Ferito nell’onore, umiliato e sfiduciato, lasciò la casa coniugale, i figli e il lavoro. Salutò la sua isola e si trasferì ad Afragola per vivere nel più totale anonimato, dato che nessuno poteva sapere dell’oltraggio subito. Proprio come Mattia Pascal, Salvatore rinunciò alla sua identità collettiva, seppellì il marinaio, il padre e il marito. Ripiegò sul mestiere di lustrascarpe, vivendo per strada e dormendo in ricoveri di fortuna: un sottoscala, una cantina, un androne. Il ricordo e il pensiero anestetizzati dall’alcool.

Nel cortile di nonna lasciava tutte le sere la sua cassa, per tenerla in un posto sicuro e muoversi con più leggerezza.

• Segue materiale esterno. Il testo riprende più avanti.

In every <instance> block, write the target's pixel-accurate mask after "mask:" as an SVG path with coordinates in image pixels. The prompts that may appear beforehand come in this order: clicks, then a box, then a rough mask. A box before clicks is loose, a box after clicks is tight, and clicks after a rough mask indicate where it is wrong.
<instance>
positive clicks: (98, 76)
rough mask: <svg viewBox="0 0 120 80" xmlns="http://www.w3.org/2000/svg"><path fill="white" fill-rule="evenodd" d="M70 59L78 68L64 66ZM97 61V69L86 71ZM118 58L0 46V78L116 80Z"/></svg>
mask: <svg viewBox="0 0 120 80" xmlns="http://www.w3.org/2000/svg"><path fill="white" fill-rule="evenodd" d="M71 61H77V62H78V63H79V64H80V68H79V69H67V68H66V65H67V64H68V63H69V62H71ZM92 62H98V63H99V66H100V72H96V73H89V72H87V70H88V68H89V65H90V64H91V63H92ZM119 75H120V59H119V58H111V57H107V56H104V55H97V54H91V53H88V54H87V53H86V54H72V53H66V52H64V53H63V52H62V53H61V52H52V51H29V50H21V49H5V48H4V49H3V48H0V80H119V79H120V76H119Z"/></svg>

I suoi figli, una volta cresciuti, lo avevano cercato e, trovatolo nelle difficili condizioni in cui viveva, si erano offerti di prendersi cura di lui. Tuttavia, Salvatore, dubitando perfino della paternità dei due ragazzi e temendo lo scherno e l’umiliazione, una volta tornato a Ischia dove tutti sapevano, rifiutò la loro proposta.

Non vide la fine degli straordinari anni Ottanta: morì di polmonite nel 1989 all’età di 64 anni, accasciato su un marciapiedi, spalle al muro e cassa a terra.